Monday, June 10, 2013

Faith, Hope, and Charity Excerpt



“Yes!” I shouted. For once a victim was fighting back before their death.


Then the strangest thing happened. Mary, who was running past me as I shouted, stopped in surprise and turned toward me. For just a split second I was sure our eyes met, that she could see me as well as I could see her, which was impossible. She blinked and shook her head, brushing off whatever it was she’d seen.


“Maya? What just happened?”


“I don’t know. It’s like she saw me,” I said. We couldn’t stop, though. We had one shot at setting them free, so we forced the Witnessing to continue. If we stopped, Mary and Cassandra would be trapped in the Gray until they became Unredeemables. I would be able to Witness them through their bite, then, but that would take years of suffering for them and I wasn’t about to let that happen to them.


The scene suddenly shifted. We went from the bedroom to the hallway. Mark and I ran behind Mary, following her into a child’s empty bedroom. Mary grabbed a bag and began stuffing random clothes from Cassandra’s dresser into it.


“Run,” I thought, encouraging her to get out of the house rather than trying to pack. This was the late forties, though. Women of this era didn’t have the benefit of decades of movies featuring abused women making such a mistake as trying to pack before leaving an abusive partner. They didn’t have true crime books and TV shows that taught against remaining in a house with a man like Mary’s husband.

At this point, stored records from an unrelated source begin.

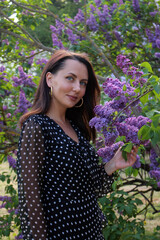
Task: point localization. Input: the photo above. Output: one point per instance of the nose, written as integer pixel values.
(76, 86)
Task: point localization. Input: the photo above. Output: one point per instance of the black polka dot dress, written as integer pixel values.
(58, 183)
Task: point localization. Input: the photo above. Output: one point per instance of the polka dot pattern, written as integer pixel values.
(59, 181)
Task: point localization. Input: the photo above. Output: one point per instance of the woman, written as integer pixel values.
(59, 178)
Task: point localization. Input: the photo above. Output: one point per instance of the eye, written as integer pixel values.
(70, 78)
(83, 83)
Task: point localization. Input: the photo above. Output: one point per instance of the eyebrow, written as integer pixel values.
(76, 76)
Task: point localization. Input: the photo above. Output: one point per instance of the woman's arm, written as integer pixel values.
(30, 174)
(118, 162)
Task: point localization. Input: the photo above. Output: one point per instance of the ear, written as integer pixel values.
(49, 79)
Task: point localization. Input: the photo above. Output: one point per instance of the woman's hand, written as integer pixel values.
(118, 162)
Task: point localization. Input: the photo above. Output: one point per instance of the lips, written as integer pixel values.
(73, 98)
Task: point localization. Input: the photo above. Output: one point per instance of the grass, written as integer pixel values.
(151, 221)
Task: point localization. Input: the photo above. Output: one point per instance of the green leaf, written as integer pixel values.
(157, 88)
(144, 99)
(124, 88)
(147, 66)
(124, 155)
(144, 133)
(128, 148)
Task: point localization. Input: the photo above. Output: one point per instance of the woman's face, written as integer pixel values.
(68, 84)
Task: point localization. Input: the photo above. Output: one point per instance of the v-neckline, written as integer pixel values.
(77, 133)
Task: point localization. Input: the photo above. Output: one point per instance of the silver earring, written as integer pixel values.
(77, 106)
(51, 92)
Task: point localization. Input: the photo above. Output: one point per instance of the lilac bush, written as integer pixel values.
(129, 109)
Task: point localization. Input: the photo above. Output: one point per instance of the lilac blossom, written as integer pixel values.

Manny came into the room and aimed a gun at Mary. She froze in place, the bag slipped from her fingers, and she stared at her husband.


“You’re makin’ a mistake, Manny. Everybody knows you got a bad temper. They’ll put you in prison for this. Put the gun down and just let me leave with Cassie. I know you like bein’ single. You never wanted to get married. Your daddy made you do it when you knocked me up. I’ll leave, I’ll give you a divorce, and you can be free.”


Manny’s hand was shaking. The gun trembled in his sweaty grip. For just a moment it looked like he would let Mary leave.


The moment passed, however. He came up to her, his head caked with blood where Mary had struck him. He put the gun to the side of her head.


“I ain’t gonna have no divorce, Mary. I ain’t gonna be the first man in my family line who couldn’t keep his woman. You shamed me. Ev’ry body knows ‘bout you and Larry…I’d rather rot in prison than let you leave me and take my kid.”


“Please, Manny—”


Mary didn’t get to finish her plea. The gun went off. She was dead when she hit the floor.